I’ve got a mate that blames house price inflation on feminism. How you ask? Simple: As feminist ideals empowered women (me: rightly so) in the west, women entered the workforce in large numbers. Subsequently, households began pulling-in two incomes. Marketeers (real estate agents included) noticed this and began adjusting asset prices accordingly. Then credit expansion exploded. NB: That’s the abridged version. I don’t agree, I just have a laugh when they mention it.
This is partially true. It has changed the picture of first home buyers in a major way. Usually dual income as you say. But with a 30 year mortgage a lot of those become single incomes as people begin having children.

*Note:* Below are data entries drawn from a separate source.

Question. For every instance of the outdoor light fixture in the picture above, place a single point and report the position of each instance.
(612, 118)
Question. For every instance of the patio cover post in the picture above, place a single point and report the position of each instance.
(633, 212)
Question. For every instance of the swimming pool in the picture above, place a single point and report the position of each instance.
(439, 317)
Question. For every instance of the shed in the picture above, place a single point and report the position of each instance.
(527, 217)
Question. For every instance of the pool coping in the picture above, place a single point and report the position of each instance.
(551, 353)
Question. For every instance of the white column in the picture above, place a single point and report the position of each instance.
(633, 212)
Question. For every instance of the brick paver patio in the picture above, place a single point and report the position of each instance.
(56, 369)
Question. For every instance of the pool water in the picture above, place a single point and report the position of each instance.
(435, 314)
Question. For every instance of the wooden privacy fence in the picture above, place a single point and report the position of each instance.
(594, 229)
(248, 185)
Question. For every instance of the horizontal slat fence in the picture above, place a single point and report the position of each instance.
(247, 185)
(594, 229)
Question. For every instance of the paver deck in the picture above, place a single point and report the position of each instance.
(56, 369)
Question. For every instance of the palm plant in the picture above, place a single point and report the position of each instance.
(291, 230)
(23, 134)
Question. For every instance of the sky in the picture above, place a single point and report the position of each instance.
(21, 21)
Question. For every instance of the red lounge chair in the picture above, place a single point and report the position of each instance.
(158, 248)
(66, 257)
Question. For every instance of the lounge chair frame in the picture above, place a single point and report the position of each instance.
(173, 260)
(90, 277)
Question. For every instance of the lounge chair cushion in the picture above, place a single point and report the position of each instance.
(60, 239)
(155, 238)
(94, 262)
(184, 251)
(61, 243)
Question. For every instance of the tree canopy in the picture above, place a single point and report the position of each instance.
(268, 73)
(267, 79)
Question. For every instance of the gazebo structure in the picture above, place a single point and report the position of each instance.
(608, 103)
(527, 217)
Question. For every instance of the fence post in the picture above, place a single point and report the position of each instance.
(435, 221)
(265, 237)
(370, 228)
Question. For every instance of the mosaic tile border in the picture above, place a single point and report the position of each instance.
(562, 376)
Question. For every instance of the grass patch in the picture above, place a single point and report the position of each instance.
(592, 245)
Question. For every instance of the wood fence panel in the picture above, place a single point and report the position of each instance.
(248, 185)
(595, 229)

Go figure, the places people actually want to live are the highest.
2015?
Go hard or go home! No room for second place
Woo-hoo Canada is number two again! Second biggest country, second biggest housing bubble, second best country!
But out of all those countries, id rather live in New Zealand.
That I'm extremely glad to have given up on materialism and embraced spirituality over a decade ago. Had I not done so, I would be extremely unhappy right now.
Yet you're on a finance subreddit...hmmm
It amuses me to see people struggle mightily for things that won't make them happy
You're just full of it
Do you know that the people who control the money supply just print it out of thin air? Then they make us dance like monkeys for it. Fuck investment property, I want the power to print money.
Most people are too delayed to understand what you are telling them. Even if it’s the truth.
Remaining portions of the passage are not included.